Não teve sucesso mais esta assembleia… alcançamos uma enorme quantidade mas nossos números, nossa fotografia, mostram quanta qualidade estamos longe de alcançar.

Na semana passada também ocorreu um tributo global ao emérito rabino e lorde Jonathan Sacks z’l’ pelo 2o aniversário de sua morte. Espalhados em comunidades por todo nosso condomínio, lemos textos do rabino sobre a Parashá Chaiê Sarah. 

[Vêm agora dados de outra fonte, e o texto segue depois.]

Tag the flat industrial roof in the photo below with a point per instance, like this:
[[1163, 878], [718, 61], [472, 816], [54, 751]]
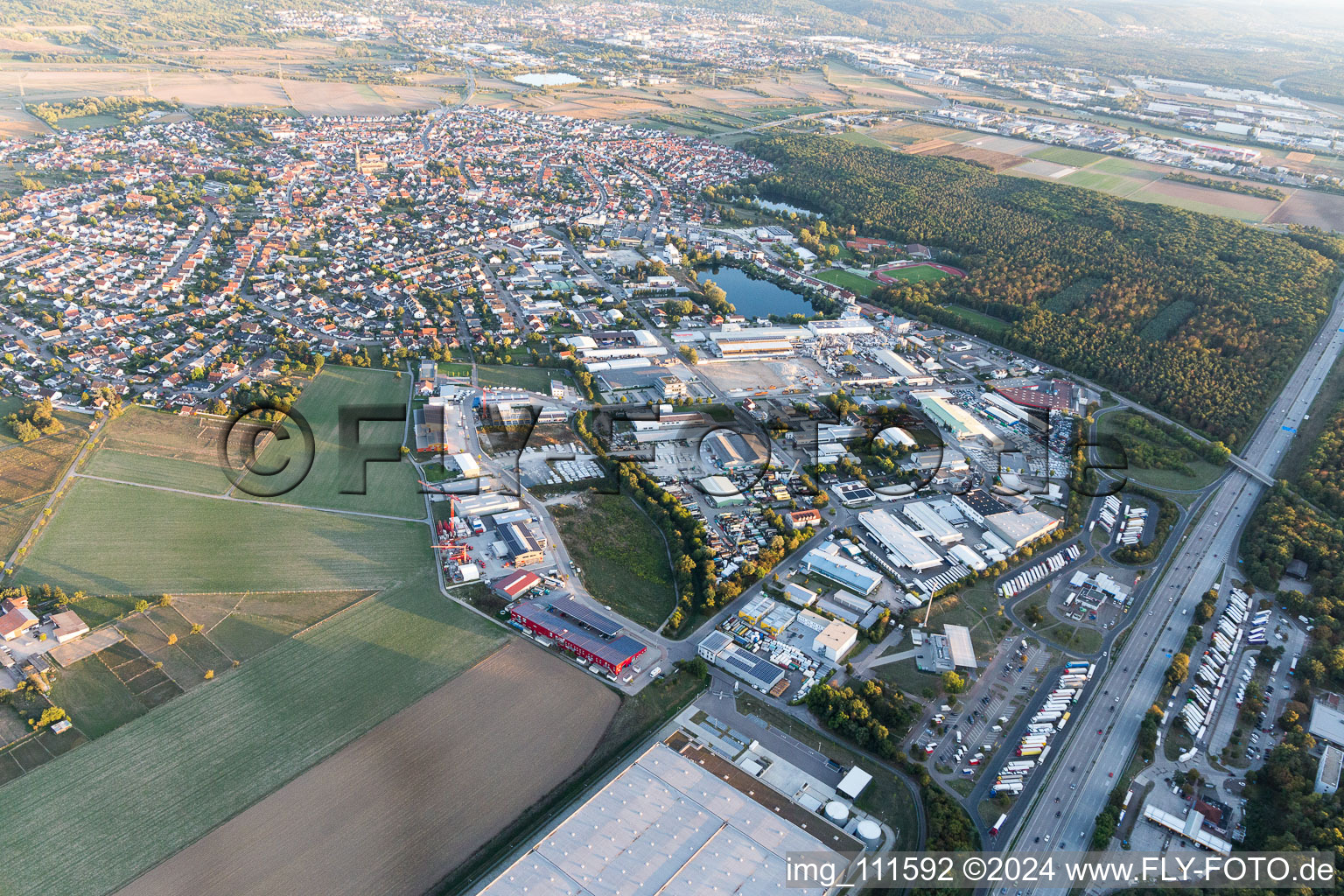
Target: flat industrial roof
[[958, 644], [664, 825]]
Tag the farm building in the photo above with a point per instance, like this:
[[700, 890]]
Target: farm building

Jonathan Sacks também falou de mudança climática. Usou conceitos da ciência para cunhar a expressão Mudança Climática Cultural: “estamos atravessando uma das mais profundas revoluções da história humana e eu a resumo como Mudança Global Cultural. Assim como a mudança na temperatura quebra velhos padrões e muda radicalmente as condições meteorológicas, esta mudança climática cultural vem causando uma série de tempestades no Ocidente que vão virar de cabeça para baixo noções convencionais da fé e do papel que as religiões ocupam na sociedade.” Com a secularização, a ocidentalização e a necessidade de acomodação das religiões para sobreviverem e atingirem camadas mais amplas da sociedade houve desenvolvimentos controversos: “nas últimas décadas metade do mundo se tornou menos religiosa e metade, mais religiosa .”

Em julho de 2017 ele disse: ”acredito que estamos passando por um equivalente cultural das mudanças climáticas e somente quando percebemos isso é que entenderemos as coisas estranhas que têm acontecido no século 21 nos domínios da política e da economia, a deterioração de padrões públicos de verdade, de debate civil, e a ameaça à liberdade de expressão nas universidades inglesas e americanas" (e eu acrescento, porque não, as brasileiras?)… e completou: “isto tem dado substrato a fenômenos mais pessoais como solidão, depressão, e abuso de drogas. Todas essas coisas se relacionam. Se percebermos isso já teremos dado o primeiro passo para uma solução.”

Fenômenos complexos, desafiadores, em meio aos quais temos de nos desenvolver e tomar posições: não dá para fugir. Novamente, temos quantidade mas estamos enfrentando isso com a qualidade que precisamos?




O Prof. Sacks encerra sobre esta mudança climática cultural, esta “loucura dos tempos atuais”, usando uma fala de Woody Allen: “mais do que em qualquer outro tempo da história, a humanidade enfrenta um encruzilhada - um caminho leva ao desespero e pura desesperança, o outro, para a extinção. Bem, vamos rezar para termos a sabedoria de escolher corretamente."